1048 Pasinler Zaferi 11 Eylül 2020, 21:25

Anadolu’nun Fethinde Pasinler Savaşı’nın Yeri ve Önemi
Türk Milleti Orta Asya’da tarih sahnesine çıktıktan sonra siyasi teşekküller kurarak devlet hayatına atılmışlar ve dünya tarihinde önemli roller oynamaya başlamışlardır. Çeşitli nedenlerden dolayı gerek milattan önce gerekse milattan sonra olmak üzere dünyanın çeşitli bölgelerine değişik sebeplerden dolayı göç ederek buraları vatanlaştırmışlar ve bu bölgelerde devletler de kurmuşlardır. Anayurt Orta Asya’dan sonra göç edip devlet kurduğu ve coğrafyanın kaderi ile kendi kaderini birleştirdiği bu coğrafyalardan birisi de Anadolu’dur. Bu coğrafyayı sistemli bir şekilde Türk yurdu haline getiren Oğuz Türkleridir.
Esasında Anadolu’nun fethi ile Selçuklu Oğuzlarının Cend Şehrine göç etmeleri ve burada bir beylik kurmaları bir birine sıkı sıkıya bağlıdır. Başbuğları Selçuk Bey’in ölümünden sonra Türkistan’da zor duruma düşmeleri, Gazneli ve Karahanlı devletlerinin sürekli baskıları neticesinde Selçuklu Oğuzlarını yerleşebilecek ve devlet kuracakları bir yurt parçası bulmaya itti. Ancak Türkistan’daki şartların farklı yönde gelişmesi üzerine bulunan bu yurt parçasına gelmeleri Dandanakan zaferine kadar ertendi. Aslında 1040 yılında vuku bulan Dandanakan Zaferi’nden sonra gittikçe büyüyen dalgalar halinde gelişen “Büyük Oğuz Muhacereti” ve onun neticesinde Ön Asya ve Anadolu’nun fethedilmesi, asırlardır takip edilen Türk fütuhat yolundan farklı istikamette gelişecektir. Türk milletini bu yeni istikamette başarılı bir şekilde batıya sevk eden ise Oğuz boylarından birisi olan Kınık’ın başbuğları olmuştur.
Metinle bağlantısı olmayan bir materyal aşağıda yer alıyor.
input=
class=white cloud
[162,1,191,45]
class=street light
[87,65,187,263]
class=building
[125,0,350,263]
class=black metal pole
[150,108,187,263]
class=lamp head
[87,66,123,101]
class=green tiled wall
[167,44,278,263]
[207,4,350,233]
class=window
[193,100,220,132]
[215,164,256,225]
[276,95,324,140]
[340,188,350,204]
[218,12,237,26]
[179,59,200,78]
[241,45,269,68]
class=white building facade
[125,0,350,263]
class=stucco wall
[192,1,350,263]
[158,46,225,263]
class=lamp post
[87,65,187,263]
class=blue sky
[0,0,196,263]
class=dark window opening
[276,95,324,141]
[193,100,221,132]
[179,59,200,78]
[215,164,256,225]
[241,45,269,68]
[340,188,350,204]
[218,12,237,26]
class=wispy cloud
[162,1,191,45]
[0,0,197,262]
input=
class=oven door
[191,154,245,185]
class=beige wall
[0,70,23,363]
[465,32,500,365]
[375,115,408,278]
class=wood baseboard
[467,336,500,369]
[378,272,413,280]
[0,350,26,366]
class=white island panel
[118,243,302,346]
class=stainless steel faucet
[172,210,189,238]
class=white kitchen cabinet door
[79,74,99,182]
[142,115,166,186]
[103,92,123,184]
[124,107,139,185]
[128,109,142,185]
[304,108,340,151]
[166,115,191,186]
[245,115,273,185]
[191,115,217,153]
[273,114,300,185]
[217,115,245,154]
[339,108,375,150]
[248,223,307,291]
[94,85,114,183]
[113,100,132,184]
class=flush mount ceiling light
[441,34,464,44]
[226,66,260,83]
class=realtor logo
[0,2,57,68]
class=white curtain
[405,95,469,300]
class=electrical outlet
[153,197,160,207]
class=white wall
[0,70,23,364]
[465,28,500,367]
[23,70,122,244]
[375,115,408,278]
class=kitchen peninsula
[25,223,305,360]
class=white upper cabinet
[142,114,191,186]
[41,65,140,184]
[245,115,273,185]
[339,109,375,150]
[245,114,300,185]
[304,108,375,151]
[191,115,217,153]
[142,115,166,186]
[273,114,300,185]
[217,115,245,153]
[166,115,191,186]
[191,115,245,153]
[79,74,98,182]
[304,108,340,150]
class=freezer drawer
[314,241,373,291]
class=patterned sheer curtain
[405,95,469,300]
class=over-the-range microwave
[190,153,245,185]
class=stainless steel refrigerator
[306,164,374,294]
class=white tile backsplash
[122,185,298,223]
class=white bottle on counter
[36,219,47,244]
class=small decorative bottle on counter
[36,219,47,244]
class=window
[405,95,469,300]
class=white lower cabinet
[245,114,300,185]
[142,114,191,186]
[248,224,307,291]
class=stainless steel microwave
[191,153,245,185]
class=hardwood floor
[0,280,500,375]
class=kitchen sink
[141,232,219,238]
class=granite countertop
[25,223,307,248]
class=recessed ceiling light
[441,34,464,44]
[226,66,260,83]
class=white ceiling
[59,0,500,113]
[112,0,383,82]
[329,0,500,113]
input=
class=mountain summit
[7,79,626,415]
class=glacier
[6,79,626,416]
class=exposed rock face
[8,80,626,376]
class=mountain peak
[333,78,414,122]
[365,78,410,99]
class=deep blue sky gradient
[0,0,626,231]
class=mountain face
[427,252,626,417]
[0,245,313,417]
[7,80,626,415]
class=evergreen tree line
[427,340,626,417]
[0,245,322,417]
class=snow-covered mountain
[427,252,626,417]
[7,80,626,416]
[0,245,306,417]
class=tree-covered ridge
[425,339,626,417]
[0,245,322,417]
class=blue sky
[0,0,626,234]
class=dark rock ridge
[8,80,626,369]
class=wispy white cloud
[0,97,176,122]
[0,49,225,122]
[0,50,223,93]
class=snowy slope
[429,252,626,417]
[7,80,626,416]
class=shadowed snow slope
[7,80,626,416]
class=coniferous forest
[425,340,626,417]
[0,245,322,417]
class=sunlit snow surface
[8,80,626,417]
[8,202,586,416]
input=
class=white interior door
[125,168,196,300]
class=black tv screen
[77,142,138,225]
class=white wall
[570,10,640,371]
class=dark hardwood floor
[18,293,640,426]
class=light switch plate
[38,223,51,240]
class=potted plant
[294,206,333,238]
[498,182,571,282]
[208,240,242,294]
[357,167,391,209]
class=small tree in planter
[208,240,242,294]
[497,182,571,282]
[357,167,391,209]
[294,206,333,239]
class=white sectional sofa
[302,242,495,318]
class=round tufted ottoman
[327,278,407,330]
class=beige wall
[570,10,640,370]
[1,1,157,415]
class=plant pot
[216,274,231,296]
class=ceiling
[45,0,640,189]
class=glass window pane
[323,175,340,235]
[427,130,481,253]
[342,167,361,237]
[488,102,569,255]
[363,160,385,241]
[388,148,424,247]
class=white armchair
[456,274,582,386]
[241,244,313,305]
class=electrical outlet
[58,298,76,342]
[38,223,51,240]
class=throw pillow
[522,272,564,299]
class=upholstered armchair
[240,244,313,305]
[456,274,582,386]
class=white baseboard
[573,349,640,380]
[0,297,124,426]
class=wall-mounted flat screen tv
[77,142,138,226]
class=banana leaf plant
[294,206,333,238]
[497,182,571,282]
Selçuklu Oğuzları, Tuğrul ve Çağrı Bey’ın idaresinde 1040 yılına kadar Horasan bölgesinde Gazneli Devleti’ne karşı istiklal mücadelesinde bulunup, bu devlete öldürücü darbeyi 1040 Mayıs ayında vurduktan sonra istiklallerini ilan ettiler (23 Mayıs 1040)[1].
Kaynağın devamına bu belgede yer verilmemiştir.